Sims rose and shook his head, his face nearly as red as Mrs. Battle’s. “This completes the case for the prosecution, Your Honor,” he said. Charles could almost feel sorry for him—but not quite.
“The defense may proceed,” the judge said. “Call your first witness, Counsel.”
“Call Adam Gould,” Savidge said.
Adam, sworn and under Savidge’s questioning, testifed that he had been employed by the Amalgamated Society of Railway Servants for five years. He was not an employee of the
Clarion,
but on the day of his arrest, he had come to the newspaper office in order to take Miss Conway to lunch. No, he was not an Anarchist, although he believed in the importance of social change. Yes, he was slightly acquainted with the man who had been killed in Hyde Park, but he knew nothing of any plot concerning bombs. He had absolutely no idea (said with great emphasis) how a ginger-beer bottle containing nitric acid came to be found in his flat.
In cross-examination, Sims inquired pointedly whether Mr. Gould’s belief in social change included the use of the strike as a means to achieve it. “Yes, sir,” Adam replied with great firmness, “as long as the strike is peaceful. I have never advocated violence.” Adam was followed to the witness box by a union leader who testified to his character and hard work and his moderate position as an advocate for change. When he was finished, Charles thought that Adam Gould, at least, had appeared in a rather good light.
“Call Mrs. Sharp,” Savidge said.
Mrs. Sharp, a tall woman with an uncompromising countenance, dressed in widow’s black, was Adam Gould’s landlady. She testified that Mr. Gould had occupied her second-floor flat for the past four years, and had always paid his rent on time. Unfortunately, however, his second-floor flat was not entirely secure, for the lock on the door was of the type that might be opened with a skeleton key. It would have been possible for some unknown person, unobserved, to have taken the back stair to the second floor and have entered the place, either to take something or to leave something.
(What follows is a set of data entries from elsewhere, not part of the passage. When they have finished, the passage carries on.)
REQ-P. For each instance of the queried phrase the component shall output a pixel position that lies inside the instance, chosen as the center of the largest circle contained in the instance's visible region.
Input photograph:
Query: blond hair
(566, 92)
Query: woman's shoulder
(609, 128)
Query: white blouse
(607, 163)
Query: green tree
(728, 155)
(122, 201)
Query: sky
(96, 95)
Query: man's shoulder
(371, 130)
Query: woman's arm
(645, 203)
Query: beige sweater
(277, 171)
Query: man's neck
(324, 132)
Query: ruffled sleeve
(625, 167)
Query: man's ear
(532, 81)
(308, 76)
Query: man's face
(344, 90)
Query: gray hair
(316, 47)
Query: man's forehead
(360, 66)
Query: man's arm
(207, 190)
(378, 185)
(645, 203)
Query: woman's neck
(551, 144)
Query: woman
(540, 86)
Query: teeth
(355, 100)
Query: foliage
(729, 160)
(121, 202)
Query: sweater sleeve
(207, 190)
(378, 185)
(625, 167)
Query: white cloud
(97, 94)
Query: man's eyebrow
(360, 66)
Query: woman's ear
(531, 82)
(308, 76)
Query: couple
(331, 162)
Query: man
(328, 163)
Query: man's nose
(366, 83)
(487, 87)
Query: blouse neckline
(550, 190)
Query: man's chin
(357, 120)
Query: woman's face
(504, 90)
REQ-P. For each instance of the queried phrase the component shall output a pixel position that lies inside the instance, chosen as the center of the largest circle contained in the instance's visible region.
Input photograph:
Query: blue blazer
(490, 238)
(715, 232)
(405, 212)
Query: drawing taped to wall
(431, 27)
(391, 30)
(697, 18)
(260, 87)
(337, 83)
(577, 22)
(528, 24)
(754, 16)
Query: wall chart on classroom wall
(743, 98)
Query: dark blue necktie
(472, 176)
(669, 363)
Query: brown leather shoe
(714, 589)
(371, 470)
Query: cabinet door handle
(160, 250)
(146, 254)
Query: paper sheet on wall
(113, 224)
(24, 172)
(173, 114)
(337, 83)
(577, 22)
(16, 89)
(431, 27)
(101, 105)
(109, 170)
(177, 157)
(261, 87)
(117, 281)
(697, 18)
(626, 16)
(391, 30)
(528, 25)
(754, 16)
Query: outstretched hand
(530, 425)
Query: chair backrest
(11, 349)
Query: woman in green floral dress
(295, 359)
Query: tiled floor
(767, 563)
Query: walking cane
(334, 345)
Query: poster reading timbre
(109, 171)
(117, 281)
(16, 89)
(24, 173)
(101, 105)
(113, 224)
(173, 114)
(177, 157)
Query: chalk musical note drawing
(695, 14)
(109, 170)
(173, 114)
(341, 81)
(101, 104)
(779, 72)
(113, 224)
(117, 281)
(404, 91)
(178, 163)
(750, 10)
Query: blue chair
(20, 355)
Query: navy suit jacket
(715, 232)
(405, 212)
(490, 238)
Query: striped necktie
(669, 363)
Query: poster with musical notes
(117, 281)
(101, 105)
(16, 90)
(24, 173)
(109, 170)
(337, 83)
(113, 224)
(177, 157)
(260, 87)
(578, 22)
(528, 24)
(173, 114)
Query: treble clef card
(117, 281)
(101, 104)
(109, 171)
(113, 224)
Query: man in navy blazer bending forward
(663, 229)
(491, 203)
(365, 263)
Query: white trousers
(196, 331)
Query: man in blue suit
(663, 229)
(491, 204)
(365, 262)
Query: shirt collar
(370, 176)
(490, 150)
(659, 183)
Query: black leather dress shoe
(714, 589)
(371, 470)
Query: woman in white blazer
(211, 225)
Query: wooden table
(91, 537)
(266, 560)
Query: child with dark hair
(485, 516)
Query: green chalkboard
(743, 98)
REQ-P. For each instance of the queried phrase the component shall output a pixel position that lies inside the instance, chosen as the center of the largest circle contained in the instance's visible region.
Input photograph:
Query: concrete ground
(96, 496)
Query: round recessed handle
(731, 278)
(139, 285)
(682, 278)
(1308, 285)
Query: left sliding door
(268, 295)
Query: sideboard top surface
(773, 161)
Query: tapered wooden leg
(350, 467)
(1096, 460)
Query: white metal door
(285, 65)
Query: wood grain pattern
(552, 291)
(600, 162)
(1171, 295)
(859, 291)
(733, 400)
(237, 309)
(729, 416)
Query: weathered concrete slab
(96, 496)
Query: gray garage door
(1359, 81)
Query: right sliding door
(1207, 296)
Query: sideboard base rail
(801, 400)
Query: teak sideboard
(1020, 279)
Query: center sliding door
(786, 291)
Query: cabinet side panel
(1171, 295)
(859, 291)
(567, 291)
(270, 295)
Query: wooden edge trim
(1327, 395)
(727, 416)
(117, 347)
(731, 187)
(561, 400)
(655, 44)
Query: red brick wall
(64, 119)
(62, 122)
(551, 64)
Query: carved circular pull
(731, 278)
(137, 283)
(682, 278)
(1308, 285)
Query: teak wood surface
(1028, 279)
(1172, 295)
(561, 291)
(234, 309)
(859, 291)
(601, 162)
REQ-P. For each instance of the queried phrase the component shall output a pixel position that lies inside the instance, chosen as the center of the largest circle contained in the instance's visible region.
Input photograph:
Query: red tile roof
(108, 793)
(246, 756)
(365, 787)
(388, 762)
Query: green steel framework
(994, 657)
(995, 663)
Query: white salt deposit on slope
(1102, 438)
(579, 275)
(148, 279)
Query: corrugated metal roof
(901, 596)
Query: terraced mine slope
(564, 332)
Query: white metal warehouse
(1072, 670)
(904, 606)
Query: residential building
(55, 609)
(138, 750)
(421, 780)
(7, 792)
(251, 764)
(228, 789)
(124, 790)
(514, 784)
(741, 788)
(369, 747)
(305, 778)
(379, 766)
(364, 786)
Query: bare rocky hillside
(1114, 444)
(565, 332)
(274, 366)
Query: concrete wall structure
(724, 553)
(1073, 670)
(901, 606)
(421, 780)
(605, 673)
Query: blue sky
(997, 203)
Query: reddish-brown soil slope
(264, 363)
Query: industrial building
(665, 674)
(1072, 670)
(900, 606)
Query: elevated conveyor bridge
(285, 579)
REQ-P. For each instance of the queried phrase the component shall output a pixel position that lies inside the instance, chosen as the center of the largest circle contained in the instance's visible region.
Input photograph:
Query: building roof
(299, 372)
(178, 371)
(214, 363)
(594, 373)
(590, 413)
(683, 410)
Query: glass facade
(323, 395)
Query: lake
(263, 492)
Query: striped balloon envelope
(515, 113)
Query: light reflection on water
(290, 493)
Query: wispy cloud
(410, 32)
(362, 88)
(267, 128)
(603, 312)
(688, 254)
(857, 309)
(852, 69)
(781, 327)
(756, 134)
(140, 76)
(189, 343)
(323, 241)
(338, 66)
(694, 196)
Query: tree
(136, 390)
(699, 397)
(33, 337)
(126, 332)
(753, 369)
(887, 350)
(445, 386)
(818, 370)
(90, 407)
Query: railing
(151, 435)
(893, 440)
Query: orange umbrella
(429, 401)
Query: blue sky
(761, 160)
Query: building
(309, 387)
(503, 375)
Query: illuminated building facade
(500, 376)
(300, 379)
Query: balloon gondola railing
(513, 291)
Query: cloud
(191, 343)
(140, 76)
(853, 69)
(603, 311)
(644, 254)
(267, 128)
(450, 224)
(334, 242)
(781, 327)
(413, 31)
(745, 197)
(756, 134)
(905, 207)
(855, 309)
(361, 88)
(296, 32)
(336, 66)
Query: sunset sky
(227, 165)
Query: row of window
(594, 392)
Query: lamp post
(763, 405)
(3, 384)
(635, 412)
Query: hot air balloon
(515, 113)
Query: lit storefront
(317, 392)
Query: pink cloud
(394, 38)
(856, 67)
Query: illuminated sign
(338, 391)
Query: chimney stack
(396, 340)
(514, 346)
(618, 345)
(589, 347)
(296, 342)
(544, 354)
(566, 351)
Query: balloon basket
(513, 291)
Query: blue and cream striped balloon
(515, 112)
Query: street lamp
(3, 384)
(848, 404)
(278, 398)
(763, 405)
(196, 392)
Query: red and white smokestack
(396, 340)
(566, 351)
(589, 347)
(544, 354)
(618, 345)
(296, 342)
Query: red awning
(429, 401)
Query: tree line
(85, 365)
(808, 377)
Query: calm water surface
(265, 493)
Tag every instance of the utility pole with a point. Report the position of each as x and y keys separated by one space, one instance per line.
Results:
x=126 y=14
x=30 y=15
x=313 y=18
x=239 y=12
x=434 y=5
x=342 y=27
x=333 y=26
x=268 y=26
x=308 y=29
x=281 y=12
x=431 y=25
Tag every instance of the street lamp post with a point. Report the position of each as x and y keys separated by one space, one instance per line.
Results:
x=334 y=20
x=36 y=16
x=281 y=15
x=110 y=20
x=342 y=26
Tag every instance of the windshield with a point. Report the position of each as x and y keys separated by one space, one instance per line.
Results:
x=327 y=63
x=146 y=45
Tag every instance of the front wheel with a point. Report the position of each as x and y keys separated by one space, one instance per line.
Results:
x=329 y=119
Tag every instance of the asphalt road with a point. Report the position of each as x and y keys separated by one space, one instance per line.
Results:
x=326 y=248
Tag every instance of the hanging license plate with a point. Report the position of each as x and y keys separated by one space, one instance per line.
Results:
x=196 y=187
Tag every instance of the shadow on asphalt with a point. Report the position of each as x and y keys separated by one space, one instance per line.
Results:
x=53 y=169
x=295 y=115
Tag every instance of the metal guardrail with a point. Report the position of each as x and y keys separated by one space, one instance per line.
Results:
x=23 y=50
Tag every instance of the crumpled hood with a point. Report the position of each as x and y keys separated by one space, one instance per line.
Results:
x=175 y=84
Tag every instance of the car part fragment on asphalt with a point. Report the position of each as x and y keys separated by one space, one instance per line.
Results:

Under the prosecutor’s cross-examination, however, Mrs. Sharp had to admit that she could not say for a fact that anyone
had
entered Mr. Gould’s flat. And when the land-lord of the rooming house in Halsey Street had testified to the same effect—that neither Mr. Mouffetard’s room nor Mr. Kopinski’s was secure from entry and that any of the boarders in the house, or anyone from the outside for that matter, might have had access to the rooms—he, too, had to admit under Mr. Sim’s severe cross-examination that he could not declare for a certainty that the rooms had been entered. Charles thought that while the testimony might have raised a question in the minds of the jury as to how the so-called bombs had turned up in the rooms, it had not gone far enough. He knew, however, that Savidge had another trick or two up his sleeve, and that it was time to go after the ginger-beer bottles.